6. It is indeed by no means clear that Christianity has at any time been of any great spiritual advantage to the world at large. The general temper of mankind, taking man individually, is what it ever was, restless and discontented, or sensual, or unbelieving. In barbarous times, indeed, the influence of the Church was successful in effecting far greater social order and external decency of conduct than are known in heathen countries; and at all times it will abash and check excesses which conscience itself condemns. But it has ever been a restraint on the world rather than a guide to personal virtue and perfection on a large scale; its fruits are negative.

7. True it is, that in the more advanced periods of society a greater innocence and probity of conduct and courtesy of manners will prevail; but these, though they have sometimes been accounted illustrations of the peculiar Christian character, have in fact no necessary connexion with it. For why should they not be referred to that mere advancement of civilisation and education of the intellect, which is surely competent to produce them? Morals may be cultivated as a science; it furnishes a subject-matter on which reason may exercise itself to any extent whatever, with little more than the mere external assistance of conscience and Scripture.

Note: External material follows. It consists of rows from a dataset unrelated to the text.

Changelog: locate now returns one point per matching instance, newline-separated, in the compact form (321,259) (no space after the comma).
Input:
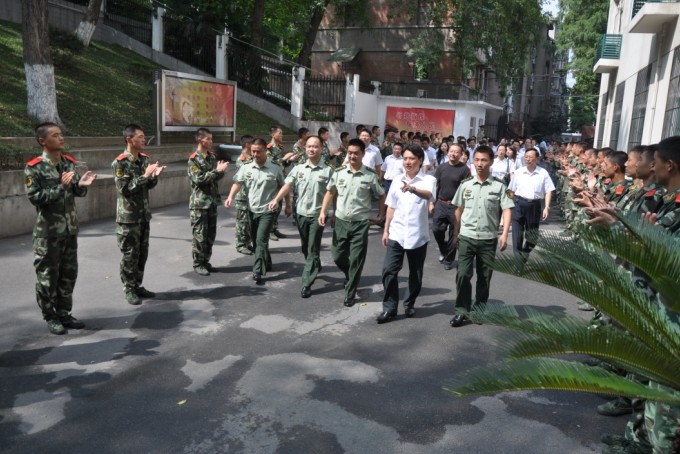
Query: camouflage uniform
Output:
(205,196)
(243,239)
(55,244)
(276,153)
(132,216)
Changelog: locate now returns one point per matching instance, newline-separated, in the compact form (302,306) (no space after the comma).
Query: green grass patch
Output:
(100,89)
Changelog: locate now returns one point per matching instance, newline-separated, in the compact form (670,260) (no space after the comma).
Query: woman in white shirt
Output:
(407,232)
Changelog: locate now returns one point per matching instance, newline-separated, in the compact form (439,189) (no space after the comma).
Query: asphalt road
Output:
(219,364)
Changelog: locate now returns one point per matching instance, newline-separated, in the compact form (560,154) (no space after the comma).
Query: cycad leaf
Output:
(583,272)
(548,373)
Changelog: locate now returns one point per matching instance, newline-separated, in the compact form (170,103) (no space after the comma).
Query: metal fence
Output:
(431,90)
(261,75)
(130,17)
(324,98)
(190,42)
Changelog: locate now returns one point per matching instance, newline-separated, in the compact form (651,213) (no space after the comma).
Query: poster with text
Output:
(420,119)
(190,102)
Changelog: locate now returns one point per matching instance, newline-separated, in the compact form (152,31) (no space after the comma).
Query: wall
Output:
(465,110)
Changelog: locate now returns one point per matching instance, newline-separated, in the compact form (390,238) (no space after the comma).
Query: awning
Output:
(344,54)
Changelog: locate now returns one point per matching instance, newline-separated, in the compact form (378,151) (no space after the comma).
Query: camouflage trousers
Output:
(204,228)
(133,242)
(243,238)
(56,268)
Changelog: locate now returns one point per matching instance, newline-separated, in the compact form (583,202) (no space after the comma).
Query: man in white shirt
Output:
(531,185)
(406,233)
(393,166)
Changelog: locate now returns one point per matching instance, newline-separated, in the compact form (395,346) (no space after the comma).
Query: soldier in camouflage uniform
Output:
(134,176)
(276,154)
(204,172)
(52,183)
(244,243)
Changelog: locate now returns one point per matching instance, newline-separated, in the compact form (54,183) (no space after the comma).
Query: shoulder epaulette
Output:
(34,161)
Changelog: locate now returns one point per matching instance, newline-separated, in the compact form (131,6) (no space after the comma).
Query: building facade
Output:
(639,59)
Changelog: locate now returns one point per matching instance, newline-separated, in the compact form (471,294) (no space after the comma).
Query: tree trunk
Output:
(86,27)
(310,37)
(40,87)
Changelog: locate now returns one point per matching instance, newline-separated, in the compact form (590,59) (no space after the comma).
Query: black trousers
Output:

And, when drawn out into system, such a moral teaching will attract general admiration {41} from its beauty and refinement; and from its evident expediency will be adopted as a directory (so to say) of conduct, whenever it does not occasion any great inconvenience, or interfere with any strong passion or urgent interest. National love of virtue is no test of a sensitive and well-instructed conscience,—of nothing beyond intellectual culture. History establishes this: the Roman moralists write as admirably, as if they were moral men.

8. And, if this be the case, as I think it is, do we not compromise the dignity of Christianity by anxiously referring unbelievers to the effects of the Gospel of Jesus in the world at large, as if a sufficient proof of its divine origin, when the same effects to all appearance are the result of principles which do not "spring from the grace of Christ and the inspiration of His Spirit"? For it is not too much to say, that, constituted as human nature is, any very wide influence and hearty reception of given principles among men argues in fact their earthly character,—"they are of the world, therefore speak they of the world, and the world heareth them." [1 John iv. 5.] The true light of the world offends more men than it attracts; and its divine origin is shown, not in its marked effects on the mass of mankind, but in its surprising power of elevating the moral character where it is received in spirit and in truth. Its scattered saints, in all ranks of life, speak of it to the thoughtful inquirer: but to the world at large, its remarkable continuance on the earth is its witness,—its pertinacity of existence, confronting, as it has in turn, every variety of opinion, and triumphing over them all. To the multitude it does not manifest itself;—not that it willingly is hid from them, but that the perverse freedom of their will keeps them at a distance from it.